Because according to evolutionary theory diverse, decentralized, highly differentiated structures increase the resilience of the human species on the whole. If there are ten independent tribes of humans that face calamity, some will die but some will survive and thus be naturally selected to pass on their genes to the next generation. But if the there is one tribe with ten interconnected functions and this tribe faces calamity, there is a greater chance this tribe will have less members to survive and reproduce.

Don’t put all your eggs in one basket.

That’s probably why you see anarchist activity in anti-globalization or global justice movements. Globalization is just another example of a Bismarckian peace treaty. An increase in social complexity. Why go through the whole exercise of collapsing civilization over and over again? Why not just accept it and have some control on the way down for a soft landing?

This is where I tend to see a division in anarchists. On one hand, there are insurrectionist anarchists who want total system shut down because there is such a faith in the goodwill of man seen on a day-to-day basis. On the other hand, there are anarchists like my personal favorite, David Graeber, who may engage in those semantics but ultimately don’t care how we get there as long as we get there. They tend to acknowledge on some level that it will not be an immediate turnover, which, as I stated earlier is my personal belief.

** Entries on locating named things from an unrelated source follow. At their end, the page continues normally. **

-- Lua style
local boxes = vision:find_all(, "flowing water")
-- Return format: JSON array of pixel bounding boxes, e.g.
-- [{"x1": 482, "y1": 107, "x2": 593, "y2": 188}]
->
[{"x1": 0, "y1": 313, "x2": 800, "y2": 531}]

As I’ve said before, my own political theory doesn’t tend to fall too neatly into any category, but the anarchist view offers several insights that must be accounted for in any political theory. Namely, asking the question “Is this really necessary?” is important and pretty much one of the central insights I’ve gained from anarchist readings and chiefly what this post has been about. The second question that anarchy asks is “What is actually, mechanistically happening?” which is what I will address shortly in the future.